The undoing of America

By Frank J. Gaffney Jr., The Washington Times, September 5, 2005

The U.S. Senate is scheduled tomorrow [September 6, 2005] to decide whether to clear the way for the most odious, anti-American piece of legislation in memory: S. 147, the "Native Hawaiian Government Reorganization Act." Incredibly, as of now, more than 61 senators are expected to vote to begin a process that would ineluctably unravel the United States as a nation.

This legislation has been advanced in the spirit of pandering that has come to characterize all too much of our national political life. In this case, the pandering is on behalf of an ethnic community that is largely a figment of some politicians' imaginations -- a once-sovereign, identifiably blooded race of "Native Hawaiians" that are, if S. 147 were to become law, to be given the right to govern themselves as they see fit. This could involve creating a new Hawaiian monarchy and perhaps lead to the islands' secession from the Union....

The result is a clearly unconstitutional effort to legislatively manufacture a new "tribe" out of one of the most heterogenous and fully assimilated populations in America: people who can claim through one of two qualifications to have had something to do with Hawaii....

Instead, S. 147 uses as its test for membership in the so-called "sovereign" Native Hawaiian "race" what amounts to the ability to claim a one-drop-of-blood connection to a "aboriginal, indigenous, and native person" who lived in Hawaii at the designated times. This test is complicated by two inconvenient facts: The "Native Hawaiian's" governing regime was a monarchy -- under which sovereignty resided in a single individual, not in a people -- and it was not racially based. And since the 19th century, the Hawaiian "people" included many native-born and naturalized subjects who were Americans, Chinese, Samoans, etc., not "ethnic" Hawaiians.
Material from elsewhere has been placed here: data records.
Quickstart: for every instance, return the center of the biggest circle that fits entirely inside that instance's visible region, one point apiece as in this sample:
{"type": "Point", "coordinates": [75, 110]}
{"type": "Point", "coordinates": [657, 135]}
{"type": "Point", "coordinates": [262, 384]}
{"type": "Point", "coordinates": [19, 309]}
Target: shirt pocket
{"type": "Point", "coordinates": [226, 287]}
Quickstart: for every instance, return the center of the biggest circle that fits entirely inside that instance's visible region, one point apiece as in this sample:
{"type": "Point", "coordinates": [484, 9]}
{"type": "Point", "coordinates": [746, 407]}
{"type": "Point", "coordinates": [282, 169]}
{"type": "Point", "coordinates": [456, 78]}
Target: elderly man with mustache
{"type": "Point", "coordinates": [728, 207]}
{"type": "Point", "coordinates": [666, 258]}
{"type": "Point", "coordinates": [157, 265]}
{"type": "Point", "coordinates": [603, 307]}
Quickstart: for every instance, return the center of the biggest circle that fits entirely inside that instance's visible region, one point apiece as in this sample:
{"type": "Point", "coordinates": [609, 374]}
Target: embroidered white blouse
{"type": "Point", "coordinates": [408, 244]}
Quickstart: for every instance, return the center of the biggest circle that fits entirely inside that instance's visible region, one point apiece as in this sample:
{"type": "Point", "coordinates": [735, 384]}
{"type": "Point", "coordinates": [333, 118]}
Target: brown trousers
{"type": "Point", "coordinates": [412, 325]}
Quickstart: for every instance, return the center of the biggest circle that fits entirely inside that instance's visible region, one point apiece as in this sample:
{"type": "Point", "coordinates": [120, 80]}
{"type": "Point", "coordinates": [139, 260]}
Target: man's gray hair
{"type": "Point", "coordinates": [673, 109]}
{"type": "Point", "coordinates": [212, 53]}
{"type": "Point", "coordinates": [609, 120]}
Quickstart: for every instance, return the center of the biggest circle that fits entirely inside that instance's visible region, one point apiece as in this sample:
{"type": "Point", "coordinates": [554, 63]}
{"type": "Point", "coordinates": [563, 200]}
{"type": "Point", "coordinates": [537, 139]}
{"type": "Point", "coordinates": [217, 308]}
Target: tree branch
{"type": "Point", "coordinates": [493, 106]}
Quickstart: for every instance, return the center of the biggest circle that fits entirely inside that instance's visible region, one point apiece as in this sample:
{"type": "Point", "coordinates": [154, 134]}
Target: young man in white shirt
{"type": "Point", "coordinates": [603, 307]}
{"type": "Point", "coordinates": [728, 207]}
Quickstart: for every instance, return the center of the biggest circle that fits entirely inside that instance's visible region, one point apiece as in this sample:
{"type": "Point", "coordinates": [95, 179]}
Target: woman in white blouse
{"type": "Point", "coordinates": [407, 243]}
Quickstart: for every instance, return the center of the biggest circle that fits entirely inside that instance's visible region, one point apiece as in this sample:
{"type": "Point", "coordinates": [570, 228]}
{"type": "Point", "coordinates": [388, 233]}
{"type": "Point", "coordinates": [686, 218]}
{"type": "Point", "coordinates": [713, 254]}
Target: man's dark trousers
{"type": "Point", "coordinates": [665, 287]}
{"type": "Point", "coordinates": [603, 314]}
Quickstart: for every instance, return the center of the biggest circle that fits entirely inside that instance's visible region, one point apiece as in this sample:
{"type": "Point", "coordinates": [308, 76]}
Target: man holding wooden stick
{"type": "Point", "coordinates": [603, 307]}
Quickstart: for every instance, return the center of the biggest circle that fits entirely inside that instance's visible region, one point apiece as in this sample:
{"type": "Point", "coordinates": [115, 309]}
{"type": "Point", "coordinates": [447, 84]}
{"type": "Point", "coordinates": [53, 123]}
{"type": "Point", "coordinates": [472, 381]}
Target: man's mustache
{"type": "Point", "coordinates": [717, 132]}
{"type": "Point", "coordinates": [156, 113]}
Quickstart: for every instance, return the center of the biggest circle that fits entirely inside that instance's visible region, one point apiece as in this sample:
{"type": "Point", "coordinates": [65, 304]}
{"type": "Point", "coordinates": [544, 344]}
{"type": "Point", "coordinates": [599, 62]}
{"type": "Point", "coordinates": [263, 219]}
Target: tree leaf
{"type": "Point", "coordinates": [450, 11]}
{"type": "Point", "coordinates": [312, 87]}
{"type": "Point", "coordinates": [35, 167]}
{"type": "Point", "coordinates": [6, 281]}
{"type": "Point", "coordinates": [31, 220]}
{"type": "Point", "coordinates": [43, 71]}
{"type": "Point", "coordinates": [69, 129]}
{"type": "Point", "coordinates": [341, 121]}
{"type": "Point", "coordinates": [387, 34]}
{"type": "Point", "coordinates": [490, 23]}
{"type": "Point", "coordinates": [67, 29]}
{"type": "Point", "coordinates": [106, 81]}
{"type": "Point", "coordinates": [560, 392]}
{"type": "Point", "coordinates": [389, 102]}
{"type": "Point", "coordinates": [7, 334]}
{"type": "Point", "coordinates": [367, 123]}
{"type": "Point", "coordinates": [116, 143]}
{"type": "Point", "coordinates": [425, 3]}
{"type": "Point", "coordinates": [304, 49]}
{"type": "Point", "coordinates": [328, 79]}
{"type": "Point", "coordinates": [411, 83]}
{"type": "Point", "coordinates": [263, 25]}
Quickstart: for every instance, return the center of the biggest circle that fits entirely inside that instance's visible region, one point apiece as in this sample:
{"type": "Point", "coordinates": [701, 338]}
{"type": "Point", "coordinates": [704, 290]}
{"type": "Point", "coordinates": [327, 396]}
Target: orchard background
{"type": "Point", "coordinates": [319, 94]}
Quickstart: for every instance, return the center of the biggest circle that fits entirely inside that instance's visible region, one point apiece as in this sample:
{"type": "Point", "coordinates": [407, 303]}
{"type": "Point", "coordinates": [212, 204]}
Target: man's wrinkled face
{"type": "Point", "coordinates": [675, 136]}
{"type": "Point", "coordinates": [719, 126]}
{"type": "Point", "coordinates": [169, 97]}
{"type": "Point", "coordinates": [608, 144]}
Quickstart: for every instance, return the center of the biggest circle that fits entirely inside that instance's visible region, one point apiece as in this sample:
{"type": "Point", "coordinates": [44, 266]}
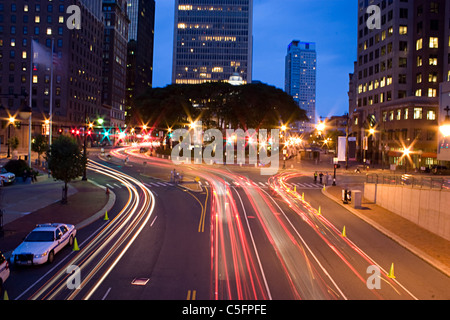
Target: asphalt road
{"type": "Point", "coordinates": [243, 236]}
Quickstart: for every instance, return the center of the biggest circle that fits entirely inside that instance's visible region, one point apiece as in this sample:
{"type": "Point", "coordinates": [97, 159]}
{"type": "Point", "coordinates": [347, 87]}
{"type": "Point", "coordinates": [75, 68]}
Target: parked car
{"type": "Point", "coordinates": [41, 245]}
{"type": "Point", "coordinates": [4, 270]}
{"type": "Point", "coordinates": [6, 177]}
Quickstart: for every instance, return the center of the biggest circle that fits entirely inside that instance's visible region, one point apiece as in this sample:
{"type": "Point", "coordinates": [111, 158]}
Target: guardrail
{"type": "Point", "coordinates": [410, 180]}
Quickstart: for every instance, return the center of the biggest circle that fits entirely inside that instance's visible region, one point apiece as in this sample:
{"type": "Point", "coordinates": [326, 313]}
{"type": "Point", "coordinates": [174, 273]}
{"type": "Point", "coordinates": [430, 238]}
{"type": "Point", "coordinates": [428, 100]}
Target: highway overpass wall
{"type": "Point", "coordinates": [428, 208]}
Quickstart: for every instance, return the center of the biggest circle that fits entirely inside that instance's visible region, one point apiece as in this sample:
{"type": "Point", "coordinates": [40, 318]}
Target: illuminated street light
{"type": "Point", "coordinates": [445, 128]}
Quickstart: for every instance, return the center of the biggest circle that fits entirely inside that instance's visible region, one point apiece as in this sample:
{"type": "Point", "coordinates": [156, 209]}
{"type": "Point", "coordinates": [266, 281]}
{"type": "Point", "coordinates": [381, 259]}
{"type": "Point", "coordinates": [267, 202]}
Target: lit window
{"type": "Point", "coordinates": [403, 30]}
{"type": "Point", "coordinates": [389, 81]}
{"type": "Point", "coordinates": [419, 44]}
{"type": "Point", "coordinates": [432, 77]}
{"type": "Point", "coordinates": [433, 61]}
{"type": "Point", "coordinates": [417, 113]}
{"type": "Point", "coordinates": [432, 93]}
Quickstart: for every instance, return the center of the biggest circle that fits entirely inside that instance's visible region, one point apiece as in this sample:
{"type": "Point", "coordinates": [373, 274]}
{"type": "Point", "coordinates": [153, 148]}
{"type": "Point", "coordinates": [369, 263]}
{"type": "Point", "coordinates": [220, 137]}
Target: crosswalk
{"type": "Point", "coordinates": [206, 184]}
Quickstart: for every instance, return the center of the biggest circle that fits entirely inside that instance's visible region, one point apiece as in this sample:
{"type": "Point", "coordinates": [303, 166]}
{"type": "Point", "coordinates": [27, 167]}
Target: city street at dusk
{"type": "Point", "coordinates": [225, 172]}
As it happens, in 2000, the U.S. Supreme Court struck down an earlier effort by Hawaii to create a state-sanctioned, race-based entity composed solely of Native Hawaiians (defined in a manner similar to S. 147). The court -- citing the Constitution's 15th Amendment, which forbids discrimination in voting based on race -- ruled such a race-based government in Hawaii was unconstitutional.